Food Couche-Tard Inc. (ATD-T). Inflation, wars, rate hikes – no matter how bad the times are, people still need gasoline (complaining all the way). A bag of chips and a soda help ease the jitters and help Couch-Tard bottom line. The stock is up 17.7% this year. The quarterly dividend was recently increased by 27% to 14 cents per share.

Canadian National Railway (CNR-T). Despite the threat of a recession lurking on the horizon, both of our major railroads have managed to stay up in 2022. Our pick for CN to close 2021 at $155.38. It closed at $170.54 on Dec. 8, up 9.8% YoY. Combined with the $2.93 per share dividend, that’s a total return of 11.6%.

forever hundred co., ltd. (WPK-T). Little-known companies can sometimes shine in tough times. Winnipeg-based Winpak is one example. It manufactures packaging and related packaging machinery. The company’s products are primarily used in food, beverage and healthcare applications, and its modified atmosphere packaging is used to extend the shelf life of perishable foods such as meat, poultry and cheese, as well as medical devices. It’s a low-key business. The stock is off its 52-week high set in October, but is still up 12.3% for the year. The stock pays a small dividend.
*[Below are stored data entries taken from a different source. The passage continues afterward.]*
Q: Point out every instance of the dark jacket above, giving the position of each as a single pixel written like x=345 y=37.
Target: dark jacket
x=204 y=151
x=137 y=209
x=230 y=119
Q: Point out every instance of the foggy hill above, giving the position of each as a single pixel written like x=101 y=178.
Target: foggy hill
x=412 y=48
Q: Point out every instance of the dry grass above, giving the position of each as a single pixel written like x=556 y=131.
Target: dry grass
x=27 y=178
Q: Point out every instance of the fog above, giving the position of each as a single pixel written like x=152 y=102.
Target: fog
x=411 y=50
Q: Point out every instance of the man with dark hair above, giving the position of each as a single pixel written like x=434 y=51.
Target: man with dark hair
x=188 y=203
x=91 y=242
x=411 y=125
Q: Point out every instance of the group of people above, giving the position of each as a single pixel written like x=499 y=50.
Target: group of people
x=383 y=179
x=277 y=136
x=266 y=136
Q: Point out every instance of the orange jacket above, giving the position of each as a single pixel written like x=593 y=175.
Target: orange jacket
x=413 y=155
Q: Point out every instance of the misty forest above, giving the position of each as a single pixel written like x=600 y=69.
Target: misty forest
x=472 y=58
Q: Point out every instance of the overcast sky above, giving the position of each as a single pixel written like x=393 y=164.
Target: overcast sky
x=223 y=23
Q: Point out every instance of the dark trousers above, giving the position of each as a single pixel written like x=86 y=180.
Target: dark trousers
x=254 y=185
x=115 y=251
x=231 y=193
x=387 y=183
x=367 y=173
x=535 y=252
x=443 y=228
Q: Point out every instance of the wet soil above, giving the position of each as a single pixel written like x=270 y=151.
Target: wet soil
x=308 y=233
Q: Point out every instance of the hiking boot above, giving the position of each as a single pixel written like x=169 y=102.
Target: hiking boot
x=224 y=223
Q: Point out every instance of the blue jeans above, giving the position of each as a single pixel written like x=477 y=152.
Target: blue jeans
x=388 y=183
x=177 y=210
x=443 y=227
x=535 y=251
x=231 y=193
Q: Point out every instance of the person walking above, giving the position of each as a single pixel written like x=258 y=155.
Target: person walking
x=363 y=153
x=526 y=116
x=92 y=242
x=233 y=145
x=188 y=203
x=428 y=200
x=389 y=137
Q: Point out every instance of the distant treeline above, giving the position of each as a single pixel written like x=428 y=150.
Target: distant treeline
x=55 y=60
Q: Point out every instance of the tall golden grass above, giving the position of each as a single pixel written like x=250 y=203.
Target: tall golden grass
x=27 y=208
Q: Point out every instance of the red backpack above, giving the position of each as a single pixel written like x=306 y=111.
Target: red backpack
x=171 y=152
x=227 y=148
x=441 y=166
franco-nevada corp. (FNV-T). After a mid-year slump, gold is shining again, topping $1,800 an ounce last week. Gold mining stocks reacted as you might expect. The S&P/TSX Global Gold Index is up 16% for the quarter, despite remaining in the red for the year to date. My favorite gold stock that I have held for years is Royal Ribbon Franco-Nevada. The stock is up 11.4% this year, and the company has raised its dividend four times, albeit only slightly.

These are just a few of the many stocks on our recommended list that will make money this year. What’s interesting is the variety. The energy sector performed best, but we also found winners in many other sectors. As for next year, look at areas of the economy that don’t perform well in 2022. I suggest you start with real estate. The entire sector looks seriously oversold.